I don't know if it was because they just didn't really have an IT team that actually successfully listened to them, and actually worked with them to solve the problems, but it was the adoption. It was a pleasant surprise.
It was such a surprise that I didn't expect that we would get that many strategic projects to have to go implement. I think that was probably something that I was unprepared for. I thought, "Well, we deliver the win, they will give us a few more projects. We'll unfold the strategy a little bit at a time," but like you said, you mentioned it's only been three years.
They looked at it and said, "Well, how fast can you go?" So, I think that was something where we're guilty based on our own successes of implementing something that we had to force to go fast on.
Hannah: Finally, what advice can you offer to others who are contemplating a project of this scale, perhaps involving big data, real-time, or mobile technologies?
Tim: I used this analogy with my team initially, and I've stuck with it for years now, and I've changed my philosophy on it. You have to become the business. I know it's a cliche-ish term with IT departments. But when you're looking at and working with a business, if you truly don't understand what problems they're going to try to solve with your information itself, you're always going to be delivering things that you may not know will be successful.

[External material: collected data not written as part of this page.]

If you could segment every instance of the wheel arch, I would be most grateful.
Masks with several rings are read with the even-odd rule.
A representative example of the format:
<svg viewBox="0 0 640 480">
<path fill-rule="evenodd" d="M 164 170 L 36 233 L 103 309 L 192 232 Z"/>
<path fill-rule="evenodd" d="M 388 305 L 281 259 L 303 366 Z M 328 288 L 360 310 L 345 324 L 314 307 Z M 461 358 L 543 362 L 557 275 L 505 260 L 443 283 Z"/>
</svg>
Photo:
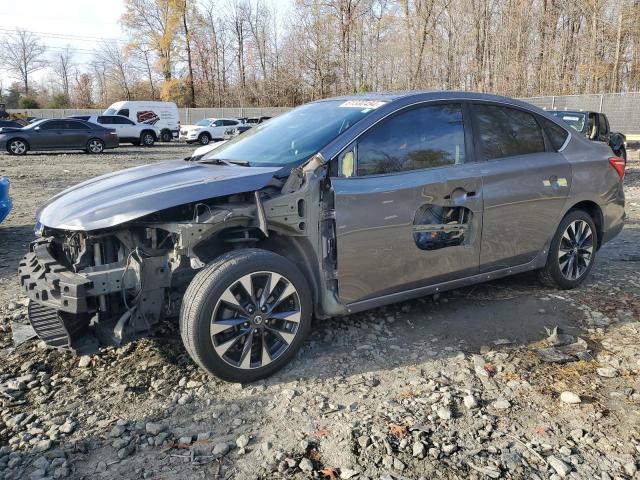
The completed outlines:
<svg viewBox="0 0 640 480">
<path fill-rule="evenodd" d="M 144 135 L 145 133 L 150 133 L 151 135 L 153 135 L 153 139 L 154 140 L 158 140 L 158 136 L 156 135 L 156 132 L 154 132 L 152 129 L 150 128 L 145 128 L 144 130 L 142 130 L 140 132 L 140 136 Z"/>
<path fill-rule="evenodd" d="M 246 241 L 241 241 L 242 238 Z M 226 228 L 194 248 L 204 263 L 215 261 L 221 255 L 234 250 L 257 248 L 281 255 L 292 262 L 309 284 L 314 312 L 318 309 L 320 271 L 313 247 L 305 237 L 291 237 L 269 230 L 269 236 L 254 227 Z"/>
<path fill-rule="evenodd" d="M 11 137 L 9 140 L 7 140 L 7 151 L 9 151 L 9 145 L 11 144 L 11 142 L 13 142 L 14 140 L 21 140 L 25 143 L 25 145 L 27 146 L 27 150 L 31 149 L 31 144 L 29 144 L 29 140 L 27 140 L 24 137 Z"/>
<path fill-rule="evenodd" d="M 588 213 L 593 219 L 593 223 L 596 224 L 596 234 L 598 235 L 598 245 L 596 250 L 599 250 L 600 245 L 602 245 L 602 239 L 604 238 L 604 215 L 600 205 L 592 200 L 582 200 L 571 206 L 565 215 L 574 210 L 582 210 L 583 212 Z"/>
</svg>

So, know the business, become the business. Actually get so involved with the business that you almost learn more than what they do with what successes that you can bring to the table.
That's what I would tell people, is that if you really are trying to enable or build something that's going to make the company successful, really get involved with the business, and know what jobs that they take to become successful. If you don't, and you're just delivering them whatever they ask you to do, you'll have no knowledge on what this truly means to the company itself, and that's what I did.
I didn't know trucking at all. I came from a different background, but I made it a point to learn every aspect around the company in what I was trying to solve from a solutions aspect.
Hannah: Thank you so much for talking with me today. Tim Leonard, CTO and VP at U.S. Xpress.
Tim: Thank you.
Hannah: Thank you for joining me today here on the SearchBusinessAnalytics.com video interview. My name is Hannah Smalltree, Editorial Director for SearchBusinessAnalytics.com. Remember, you can find more articles, videos, and other resources right here on SearchBusinessAnalytics.com. We look forward to seeing you again. Thank you for joining us and have a great day.